Tangerang – Indonesia tengah menghadapi persoalan dalam pengembangan SDM, di antaranya masih adanya praktik diskriminasi terhadap kaum perempuan dalam berbagai aspek. Bentuk diskriminasinya antara lain kekerasan fisik maupun psikis, stigma negatif, domestikasi, dan marjinalisasi.
Ironisnya, isu ini tidak hanya terjadi pada masyarakat pedalaman, namun juga di daerah perkotaan yang lebih berkembang. Perempuan masa kini, terutama yang termasuk wanita modern, harus mengambil peran untuk membalikkan kondisi ini.
Problematika tersebut terungkap dalam seminar bertema “Perempuan dan Kapabilitasnya” yang digelar Badan Eksekutif Mahasiswa Universitas Pelita Harapan (BEM-UPH) bekerja sama dengan Yayasan Mandiri Kreatif Indonesia (YAMAKINDO) di Gedung D 501 UPH Kampus Lippo Karawaci, Sabtu, 7 September 2019.
Dalam keterangan tertulis yang diterima BantenHits.com, Senin, 9 September 2019, seminar dihadiri Menteri Pemberdayaan Perempuan dan Perlindungan Anak, Yohana S. Yembise; Wakil Ketua Komisioner Komisi Nasional Anti Kekerasan terhadap Perempuan, Budi Wahyuni; Direktur Rekatara Human Capital Development yang juga Anggota Komisi IX DPR RI 2009-2018, Okky Asokawati.
Acara tersebut juga dihadiri 120 peserta yang terdiri dari mahasiswa UPH dan mahasiswa dari kampus-kampus sekitar Jabodetabek.
Yohana menginginkan, perempuan yang memiliki kesempatan belajar di perguruan tinggi dapat menjadikan pendidikan sebagai batu loncatan guna mematahkan mata rantai domestikasi wanita di Indonesia.
“Mahasiswa di Indonesia ada 6,7 juta, dan 60%-nya adalah perempuan. Tapi, dari angka ini, 70% dari mahasiswa perempuan yang balik lagi ke pekerjaan-pekerjaan domestik setelah lulus,” katanya.
“Pemerintah maupun instansi-instansi swasta menggelontorkan banyak dana untuk beasiswa belajar, eh masa dipakai untuk balik ke dapur lagi?” sambungnya.
Yohana mengungkapkan pengalaman pribadinya yang berjuang untuk membuktikan kemampuannya. Dia mengejar gelar hingga S3 di universitas-universitas baik di dalam maupun luar negeri.
“I have quality. I have the capability.

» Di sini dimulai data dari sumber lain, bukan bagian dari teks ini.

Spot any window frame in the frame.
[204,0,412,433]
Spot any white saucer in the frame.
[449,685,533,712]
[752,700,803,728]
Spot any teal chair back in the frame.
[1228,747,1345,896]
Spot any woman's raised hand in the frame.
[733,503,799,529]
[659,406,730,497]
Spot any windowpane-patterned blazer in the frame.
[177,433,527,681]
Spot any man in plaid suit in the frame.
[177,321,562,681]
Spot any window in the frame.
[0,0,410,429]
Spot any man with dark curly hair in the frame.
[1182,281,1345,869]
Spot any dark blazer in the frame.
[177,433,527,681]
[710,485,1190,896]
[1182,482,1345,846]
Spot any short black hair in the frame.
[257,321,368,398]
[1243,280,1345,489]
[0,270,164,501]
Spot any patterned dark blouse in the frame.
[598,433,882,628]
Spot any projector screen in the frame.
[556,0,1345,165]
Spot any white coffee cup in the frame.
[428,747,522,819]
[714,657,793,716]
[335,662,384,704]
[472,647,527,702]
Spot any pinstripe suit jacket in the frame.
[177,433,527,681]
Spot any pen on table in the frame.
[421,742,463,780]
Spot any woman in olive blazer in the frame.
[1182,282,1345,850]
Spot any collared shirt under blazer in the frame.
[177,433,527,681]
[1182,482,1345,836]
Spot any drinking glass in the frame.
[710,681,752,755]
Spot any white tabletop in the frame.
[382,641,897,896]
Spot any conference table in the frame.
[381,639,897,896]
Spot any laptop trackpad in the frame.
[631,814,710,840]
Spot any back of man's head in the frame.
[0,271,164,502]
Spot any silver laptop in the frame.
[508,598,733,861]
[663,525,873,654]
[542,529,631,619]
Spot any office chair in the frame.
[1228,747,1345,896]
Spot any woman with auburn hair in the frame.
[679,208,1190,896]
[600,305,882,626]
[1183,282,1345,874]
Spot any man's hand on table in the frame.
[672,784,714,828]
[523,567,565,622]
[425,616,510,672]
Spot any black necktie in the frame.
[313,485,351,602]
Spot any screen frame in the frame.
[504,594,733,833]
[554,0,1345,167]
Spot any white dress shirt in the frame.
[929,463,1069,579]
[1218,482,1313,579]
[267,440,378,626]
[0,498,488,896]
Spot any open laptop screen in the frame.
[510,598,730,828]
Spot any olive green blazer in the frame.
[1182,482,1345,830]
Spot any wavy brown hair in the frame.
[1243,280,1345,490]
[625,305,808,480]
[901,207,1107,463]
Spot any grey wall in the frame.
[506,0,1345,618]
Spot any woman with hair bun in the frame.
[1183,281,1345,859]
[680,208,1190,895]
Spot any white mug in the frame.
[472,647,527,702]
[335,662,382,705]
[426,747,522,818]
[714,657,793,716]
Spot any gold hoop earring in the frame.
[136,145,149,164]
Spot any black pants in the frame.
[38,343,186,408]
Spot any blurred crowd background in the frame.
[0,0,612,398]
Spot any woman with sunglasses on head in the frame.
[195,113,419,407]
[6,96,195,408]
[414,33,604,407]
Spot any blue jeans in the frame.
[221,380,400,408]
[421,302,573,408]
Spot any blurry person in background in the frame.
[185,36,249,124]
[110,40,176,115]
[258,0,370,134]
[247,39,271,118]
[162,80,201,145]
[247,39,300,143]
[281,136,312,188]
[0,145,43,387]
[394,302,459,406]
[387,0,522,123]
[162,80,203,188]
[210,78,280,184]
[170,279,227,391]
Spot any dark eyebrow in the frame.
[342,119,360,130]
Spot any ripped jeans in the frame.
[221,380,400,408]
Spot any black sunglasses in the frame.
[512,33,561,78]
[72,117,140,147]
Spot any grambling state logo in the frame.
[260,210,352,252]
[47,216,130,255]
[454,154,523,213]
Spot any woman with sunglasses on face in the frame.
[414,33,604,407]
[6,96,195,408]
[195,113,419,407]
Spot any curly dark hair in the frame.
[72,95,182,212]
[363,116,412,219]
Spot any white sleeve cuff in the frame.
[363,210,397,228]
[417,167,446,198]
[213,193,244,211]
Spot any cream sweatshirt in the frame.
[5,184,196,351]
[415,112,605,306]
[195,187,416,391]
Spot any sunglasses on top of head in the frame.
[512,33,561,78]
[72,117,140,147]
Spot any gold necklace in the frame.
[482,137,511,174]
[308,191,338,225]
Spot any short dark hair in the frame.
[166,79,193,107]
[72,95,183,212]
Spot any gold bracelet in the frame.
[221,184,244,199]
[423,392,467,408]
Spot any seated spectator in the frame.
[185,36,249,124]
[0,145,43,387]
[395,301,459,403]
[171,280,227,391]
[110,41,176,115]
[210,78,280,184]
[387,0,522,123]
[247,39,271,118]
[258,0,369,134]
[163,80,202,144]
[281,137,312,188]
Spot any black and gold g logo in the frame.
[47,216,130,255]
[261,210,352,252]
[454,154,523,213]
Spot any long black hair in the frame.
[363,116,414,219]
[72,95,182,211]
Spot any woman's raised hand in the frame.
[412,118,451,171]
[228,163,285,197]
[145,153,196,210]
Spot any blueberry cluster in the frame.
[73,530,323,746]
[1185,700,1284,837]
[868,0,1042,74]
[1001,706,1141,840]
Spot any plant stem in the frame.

Saya percaya saya bisa, dan saya tabrak terus. Ini semangat yang harus kalian miliki sebagai perempuan yang diberi kesempatan belajar di perguruan tinggi,” ujarnya.
Sementara Budi Wahyuni menambahkan, angka perempuan yang tinggi di perguruan tinggi tidak menjamin berhentinya tren domestikasi di Indonesia.
“Proses lulus S1, bahkan S2, tidak akan menambah keberdayaan wanita. Pada dasarnya, perempuan memang tidak memiliki kesempatan untuk mengambil keputusan. Pada dasarnya, yang harus diubah adalah sistem pendidikan. Pertama di rumah, kemudian di sekolah. Dunia pendidikan harus berubah. Kalau di dunia pendidikan masih ada kekerasan terhadap perempuan, kita tidak akan maju,” katanya.
Sementara, Okky Asokawati, mendorong kaum wanita untuk berani masuk ke ranah politik. Saat ini menurutnya, Indonesia belum memiliki banyak anggota perempuan di parlemen, meski memang ada kenaikan jumlah dari 101 anggota DPR RI sekarang menjadi 115 anggota DPR RI pada periode 2019.
“Perempuan jangan alergi berpolitik. Menurut saya, natur perempuan itu lebih caring, jadi anggota DPR wanita biasanya akan lebih fokus pada pengaturan KB, BPJS, dan masalah-masalah kemanusiaan lainnya. Bila kita punya banyak anggota DPR wanita, isu-isu ini akan mendapat jauh lebih banyak perhatian. Sebagai perempuan, jangan segan mengedukasi diri kita dan masuk ke dunia politik,” ungkapnya.